Hawksley Workman's No Longer Naive

Hawksley Workman

While many artists struggle to release albums even within the typical two-year timespan (negative points if the wait is upwards of three years), Hawksley Workman has never had that problem.

The Huntsville, Ont. native has well-earned his reputation for being incredibly productive when it comes to both his own works (he's up to the double-digits when it comes to his discography) and others' (he just finished producing Justin Rutledge's new album).

With so much on the go, it's only natural that Workman keeps the momentum rolling with his two newest albums, the harder-edged Meat and the electronic-based Milk.

Workman spoke to CHARTattack while he was getting ready to release Meat earlier this month — Milk will follow, being released digitally single by single. The conversation covered changes in his career, his worldview and how glad he is that his genre makes allowances for grumpy old men (but not Lady Gaga).

CHARTattack: Has producing other artists' albums changed the way you look at your own sound and your own music?
Hawksley Workman: It's such a humbling thing every time you do it. I think that when a lot of folks are making a record, they think that they're going to make the record that they hear in their minds. But I think that, more often than not, the record that wants to get made inevitably gets made. You're just along for the ride. The more you learn that, the more you learn to trust the process.

You'd played some successful shows in the United States back in the fall, and now you're re-releasing your first album (For Him And The Girls) there. Is the U.S. a target of yours for 2010?
Um... (laughs) I guess I would be concerned to use the word "target" for fear that it would be construed as some sort of terrorism, but... I made somewhat of an error in my career in that I focused a lot of my attention on Europe. And I had a very fun time for those six or seven years that I was a cult celeb or whatever there.

But what happened was that once the record business took a shit, my career got unplugged in Europe. And because Americans really run the entertainment business the world over, I didn't spend enough time in America when I was younger, making an impact there.

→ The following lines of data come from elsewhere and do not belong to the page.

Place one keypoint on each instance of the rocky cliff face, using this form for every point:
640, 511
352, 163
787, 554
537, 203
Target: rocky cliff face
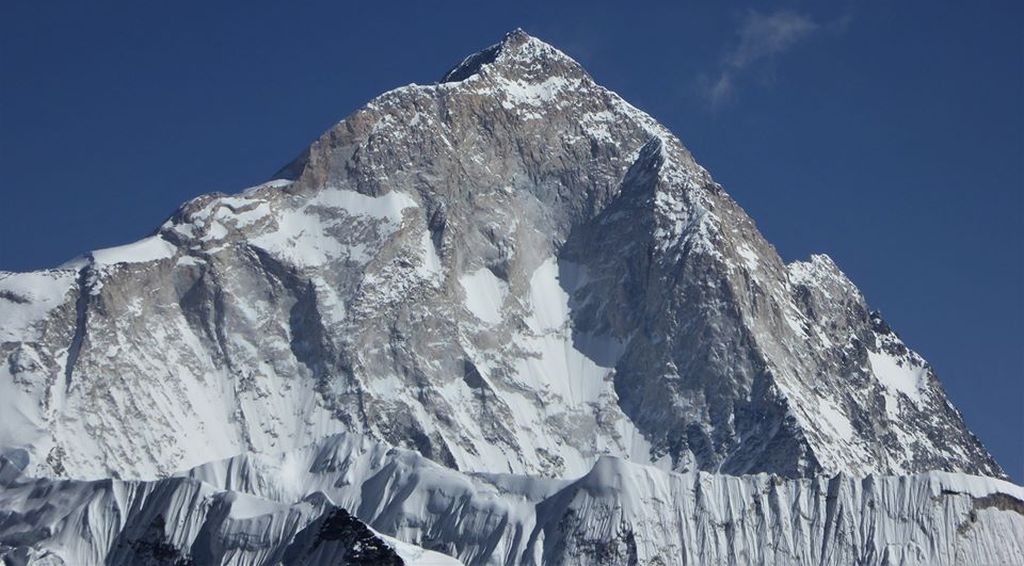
519, 276
511, 270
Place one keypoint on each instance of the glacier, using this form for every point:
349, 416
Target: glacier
505, 317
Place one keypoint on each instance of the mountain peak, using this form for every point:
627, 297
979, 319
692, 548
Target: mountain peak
516, 52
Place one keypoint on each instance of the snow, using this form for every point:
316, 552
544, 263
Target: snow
386, 207
837, 421
898, 376
304, 235
548, 300
615, 513
750, 257
150, 249
29, 298
484, 294
415, 556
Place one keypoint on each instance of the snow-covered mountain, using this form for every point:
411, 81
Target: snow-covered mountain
265, 510
510, 271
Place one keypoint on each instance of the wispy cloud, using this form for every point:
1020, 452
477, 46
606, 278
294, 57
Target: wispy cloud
761, 38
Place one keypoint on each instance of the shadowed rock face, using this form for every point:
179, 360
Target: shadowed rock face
511, 270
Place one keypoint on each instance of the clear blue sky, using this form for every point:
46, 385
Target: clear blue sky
887, 134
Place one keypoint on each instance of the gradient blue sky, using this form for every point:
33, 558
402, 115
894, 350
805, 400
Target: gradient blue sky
887, 134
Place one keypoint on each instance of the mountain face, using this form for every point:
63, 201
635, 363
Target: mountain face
510, 271
259, 509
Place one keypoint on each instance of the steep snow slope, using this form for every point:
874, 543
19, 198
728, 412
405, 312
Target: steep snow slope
182, 521
617, 514
511, 270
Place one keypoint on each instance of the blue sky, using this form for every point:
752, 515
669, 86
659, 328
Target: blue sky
887, 134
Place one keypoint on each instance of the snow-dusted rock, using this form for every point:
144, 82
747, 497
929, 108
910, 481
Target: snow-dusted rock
520, 276
510, 270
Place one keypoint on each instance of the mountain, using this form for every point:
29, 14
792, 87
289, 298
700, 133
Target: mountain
266, 510
510, 271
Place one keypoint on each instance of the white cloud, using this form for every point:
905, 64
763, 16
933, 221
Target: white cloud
761, 37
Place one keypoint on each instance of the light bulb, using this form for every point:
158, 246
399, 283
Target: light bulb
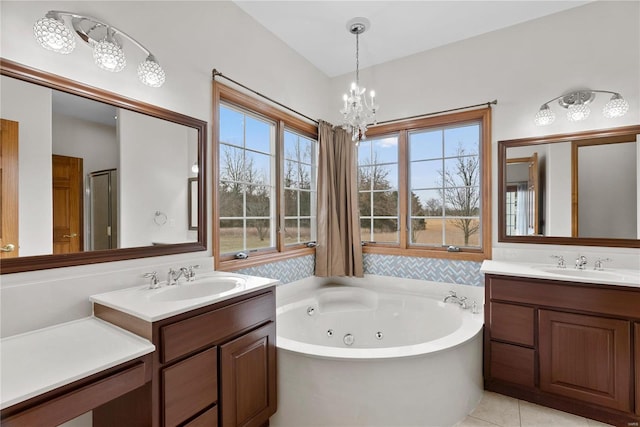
616, 107
544, 116
578, 112
109, 56
53, 34
151, 73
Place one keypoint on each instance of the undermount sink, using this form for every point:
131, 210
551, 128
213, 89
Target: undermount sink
591, 274
200, 288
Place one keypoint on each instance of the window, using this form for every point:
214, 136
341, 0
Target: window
424, 187
266, 182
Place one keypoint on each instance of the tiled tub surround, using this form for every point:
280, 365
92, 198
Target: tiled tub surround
396, 379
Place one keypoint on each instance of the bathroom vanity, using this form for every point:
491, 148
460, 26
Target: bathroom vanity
564, 342
215, 362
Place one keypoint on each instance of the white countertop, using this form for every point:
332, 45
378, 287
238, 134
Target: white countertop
42, 360
144, 303
608, 276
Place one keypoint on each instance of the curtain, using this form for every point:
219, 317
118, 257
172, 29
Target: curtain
339, 251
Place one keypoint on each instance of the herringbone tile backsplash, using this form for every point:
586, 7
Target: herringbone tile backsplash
437, 270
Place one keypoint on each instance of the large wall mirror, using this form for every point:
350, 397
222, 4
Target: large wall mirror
571, 189
89, 176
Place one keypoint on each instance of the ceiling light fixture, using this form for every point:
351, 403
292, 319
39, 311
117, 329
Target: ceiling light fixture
578, 109
53, 34
358, 111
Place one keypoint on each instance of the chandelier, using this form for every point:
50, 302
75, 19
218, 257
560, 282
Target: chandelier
578, 109
358, 110
53, 34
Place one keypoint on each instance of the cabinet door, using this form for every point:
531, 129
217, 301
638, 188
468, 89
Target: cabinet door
248, 378
586, 358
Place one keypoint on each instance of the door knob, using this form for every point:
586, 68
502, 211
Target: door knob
9, 247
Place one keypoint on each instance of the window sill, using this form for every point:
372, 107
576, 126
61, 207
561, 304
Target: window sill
428, 253
262, 258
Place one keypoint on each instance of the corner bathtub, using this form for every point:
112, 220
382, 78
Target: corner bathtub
377, 351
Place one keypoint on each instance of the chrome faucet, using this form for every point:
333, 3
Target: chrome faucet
598, 264
174, 275
581, 262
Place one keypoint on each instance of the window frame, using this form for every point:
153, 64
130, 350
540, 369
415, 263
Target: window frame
281, 251
402, 130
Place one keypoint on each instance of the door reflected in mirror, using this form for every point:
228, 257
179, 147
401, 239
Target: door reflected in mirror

From a business perspective, I really do need to go there this year. And also, I'm really tired of flying places, so I'm trying to expand my horizons with places I can reach by land.

It's interesting, because every single American friend of mine that I've played "Striptease" for have fallen in love with it. Americans absolutely love that song.
I know! It's funny you say that because that song and "Jealous Of Your Cigarette" have done more for my career than I could ever imagine. Those songs have such legs. I don't really understand it.

When I reviewed your Massey Hall gig last year, I compared you to Leonard Cohen in that you're both the balladeer-songwriter types. Is there a key to being able to connect as well with your listeners as you both do?
Well, I think probably with Leonard Cohen, his subjects are not dissimilar to my subjects. I like writing about God and women and sex and drinking, and I imagine that most of his songs are pretty much about the same things.

But those are pretty easy topics to connect to people with, because those are a handful of things that both exalt human life and complicate human life. It's just a celebration of how bizarre it is to be alive, you know?

Would you consider doing another collection of poetry or written word like Hawksley Burns For Isadora?
I have considered it. When I wrote Hawksley Burns, I was 22, I think, and I was a very, very different person then. I'd never travelled anywhere, I'd never had any real relationships... I had really just emerged from my long adolescence of practicing music. And there was a certain amount of innocence and naivete conceived in those early years.

So I don't really know exactly what I would write about at this moment. My thoughts now are largely contained in the songs I write, and the interviews I do as well.

I guess what I'm trying to say is that maybe I was too young and too stupid to know that what I was doing was... well, in hindsight, it looks awfully irreverent to me, the idea that I could have a book. I guess I'm not exactly book material, is what I'm saying.

It seems like maybe it was the youthful exuberance of trying out new mediums.
Yeah, exactly. I look back and I'm grateful that that happened, but sometimes I'm just like, "...oh." (laughs) It happened by accident, but maybe it was a good thing, too, and I should just take it as that.

Has your worldview changed greatly from when you made your first album to now?
Absolutely, because I've seen a lot of the world now, and when I made For Him And The Girls, I hadn't seen any of the world. Everything's changed, and I think I've changed a few times over. I did so much differently then — I was such a pious, dedicated, sort of closet Christian boy back then, and that doesn't play as much of a role in my life anymore. I'm not the same person, I'd say — but you can't hope to be, I think.

I know that there's an obsession in rock 'n' roll that we resemble our recognized archetypes of the business — died young, remained beautiful and all that.

Yet all of these aged music-makers like Leonard Cohen are exciting to me, because as you get older and realize that you're no more blond or beautiful than you were when you started out... well, I just like the idea that I can continue to be relevant in my way, even as I grow with experience and my naivete's taken away and my grumpiness takes center stage.

Well, you won't have any competition from Lady Gaga, at least.

(laughs) No, we're in very separate leagues, me and Lady Gaga.